Pensé que nos acostaríamos esa noche pero ella aún tenía una producción pendiente: “No me quiero meter con tu trabajo pero tienes que aclarar lo del pene”. “El pene no es mi trabajo: ¡lo inventaron ustedes!”. “Eso, lo inventamos nosotros. Un recurso del cine europeo. Se me había olvidado lo que un pene puede hacer en México. No quiero salir con un hombre pegado a un pene”. “No estoy pegado a un pene, lo tengo chiquito”, dije. “¿Qué tan chiquito?”, se interesó Brenda. “Chiquito normal. Velo tú”.

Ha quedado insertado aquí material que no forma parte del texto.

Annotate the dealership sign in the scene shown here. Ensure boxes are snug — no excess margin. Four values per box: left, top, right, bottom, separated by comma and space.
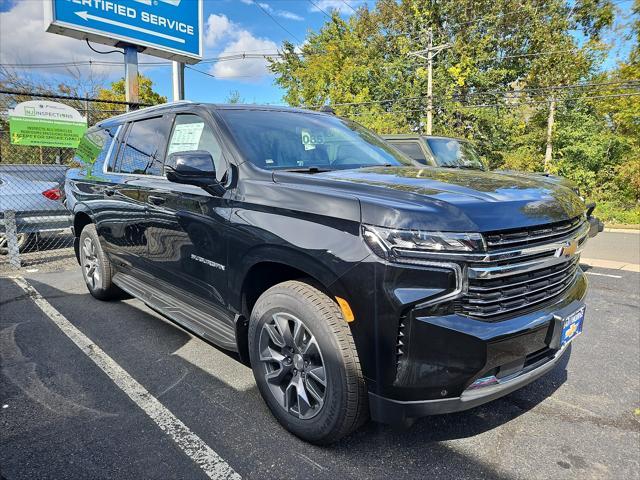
9, 101, 87, 148
45, 0, 203, 63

Entonces ella quiso que yo conociera sus principios morales: “Lo tienen que ver todos tus fans”, contestó: “Ten la valentía de ser normal”. “No soy normal: ¡Soy el Gallito de Jojutla, mis discos se venden hasta en las farmacias!”. “Lo tienes que hacer. Estoy harta de un mundo falocéntrico”. “¿Pero tú sí vas a querer mi pene?”. “¿Tu pene chiquito normal?”, Brenda bajó la mano hasta mi bragueta, pero no me tocó. “¿Qué quieres que haga?”, le pregunté.
Ella tenía un plan. Siempre tiene un plan. Yo saldría en otra película, una crítica feroz al mundo de las celebridades, y haría un desnudo frontal. Mi público tendría una versión descarnada y auténtica de mí mismo. Cuando pregunté quién dirigía la película, me llevé otra sorpresa.
Tampoco ella me dio a leer el guion completo. Las escenas en las que aparezco son raras, pero eso no quiere decir nada: el cine que me parece raro gana premios. Una tarde, en un descanso del rodaje, entré a su tráiler y le pregunté: “¿Qué crees que pase conmigo después de Guadalajara ?”. “¿Te importa mucho?”, respondió.
Brenda se había esforzado como nadie para estar conmigo. Si la abrazaba en ese momento me soltaría a llorar. Me dio miedo ser débil al tocarla pero me dio más miedo que ella no quisiera tocarme nunca. Algo había aprendido de Cata: el cuerpo tiene partes que no son platónicas:
“¿Te vas a acostar conmigo?”, le pregunté.
“Nos falta una escena”, dijo, acariciándose el pelo.
Despejó el set para filmarme desnudo. Los demás salieron de malas porque el catering acababa de llegar con la comida. Brenda me situó junto a una mesa de la que salía un rico olor a embutidos.
Se quedó un momento frente a mí. Me vio de una manera que no puedo olvidar, como si fuéramos a cruzar un río. Sonrió y dijo lo que los dos esperábamos:
–¿Lo hacemos? –se colocó detrás de la cámara.
En la mesa del bufé había un platón de ensalada. Yo estaba a treinta centímetros de ahí.
La vida es un caos pero tiene secretos: antes de bajarme los pantalones, me comí un tomate.
PATRÓN DE ESPERA
Estoy tan a disgusto con la realidad que los aviones me parecen cómodos. Me entrego con resignación a las pe lícu las que no quiero ver y la comida que no quiero probar, como si practicara un disciplinado ejercicio espiritual. Un samurái con audífonos y cuchillo de plástico. Suspendido, con el teléfono celular apagado, disfrutando el nirvana en el que no hay nada qué decidir. La aviación es eso para mí: una manera de posponer los números que pueden alcanzarme.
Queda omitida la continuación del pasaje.